第13話 遭遇

 七話目の廃工場は、現在は跡形もなく住宅地となっておりました。そこの住民の方々の事もあり、元々あった道路から確認して、袋小路になっている住宅地には入りませんでした。

 あの頃は、好きな言葉ではありませんが、こんな田舎でも階層社会がありました。

 元々の大地主さん達とその一族。親が田舎ではそれなりに有名な建設業や商店等を経営している階層。官公庁や教員、銀行や鉄道、大手の工場等に勤務しているサラリーマン家庭。これは兼業農家等も多くありました。ほぼこの中に収まるのですが、7話にも登場した様な、一時的に居住する定着しないタイプの方々もいらっしゃいました。

 都会では珍しくないのでしょうが、田舎では、定着しない方は極少数派となります。定着しない方々と言っても、俗に言う転勤族は社宅等があったり、子供もそれなりの教育を受けていて、転勤族の子供の方が教育水準が高い場合もあります。

 問題なのは、親が住所も職業も定着出来ない家の子供達でした。今では児童相談所もありますし、社会的な問題となって、ご近所の目もありますが、昭和40年代の田舎は、今ほど、そういう子供を支援出来る程社会は成熟しておりませんでした。

 その為、一時的な工事の為に、色々な地方から労働力として集められた連中が、次の現場に転勤として移動出来る訳ではなく、臨時雇用や日雇い雇用ですと工事の終了と共に雇用関係も消滅します。

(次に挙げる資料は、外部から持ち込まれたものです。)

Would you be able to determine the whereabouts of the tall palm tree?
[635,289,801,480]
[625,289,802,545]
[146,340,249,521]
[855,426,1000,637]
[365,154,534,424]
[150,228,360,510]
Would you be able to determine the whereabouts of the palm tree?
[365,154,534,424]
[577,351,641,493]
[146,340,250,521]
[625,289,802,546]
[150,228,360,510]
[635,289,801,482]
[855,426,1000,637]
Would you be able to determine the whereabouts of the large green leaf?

 元請やジョイントベンチャーの企業の職員は、あっという間に次の現場に移動出来ますが、雇用関係が終了しても移動も出来ずに、その土地に残されてしまう家族や独り者の労働者が出てしまうのです。

 まだ移動できる金や能力があるなら、次の現場に一緒に行くのでしょうが、こちらの現場で問題を起こして、雇用契約を解除された方。何か障がいがあって解雇された方の中には移動する力もなく、工事現場に残された飯場やプレハブ小屋にそのまま住み着いて、地域住民とトラブルになる事も多々ありました。

 中には、夫婦ともにほぼ文盲であり、夫婦で酒乱で、時々昼間から酒を飲んで路上で大立ち回りとなったり、生活苦からか農家から農産物を盗んだり。と、かなり荒んだ連中が一部残されておりました。

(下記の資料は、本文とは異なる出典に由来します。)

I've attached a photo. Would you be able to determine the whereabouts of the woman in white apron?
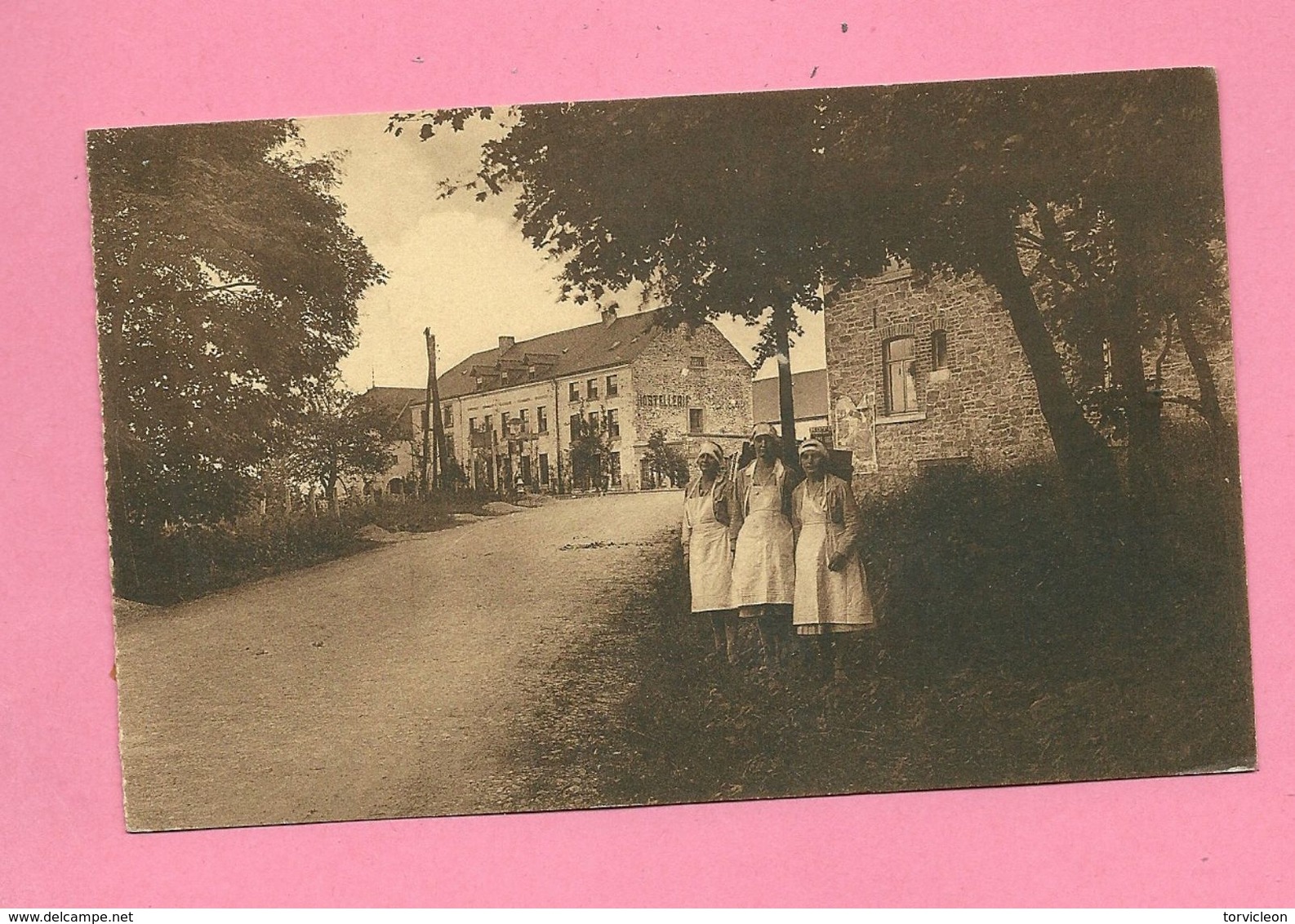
[791,440,874,677]
[681,440,737,664]
[732,423,795,673]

 哀れなのは、そういう家の子供達です。まだ幼い頃は、分け隔てなく一緒に遊んでおりましたが、だんだんと成長してくると、周りの家庭とは明らかに違う事に気づいてきます。


 そういう連中を集めるのが、非行グループの集団です。

 

 私が小学生の頃、よく段差になって、他から見えにくい農業用水路の陰とか、深い森の中に、俗に言うエロ本とビニール袋に入った黄色い接着剤の袋が散乱している何処が何ヶ所かありました。

 その場所には嘔吐の跡や何やら不潔な置き土産もあって、大変不衛生で子供達は、見つけると近づかない事にしておりました。黄色い接着剤から漏れるシンナー臭と排泄物の臭いが凄まじく、折角の森の空気を台無しにしておりました。

 

 森を通りかかった時に何度も、中学生か高校生位の連中が接着剤の入った袋を口に充てて、集団で吸い込んでいた所に遭遇した事がありました。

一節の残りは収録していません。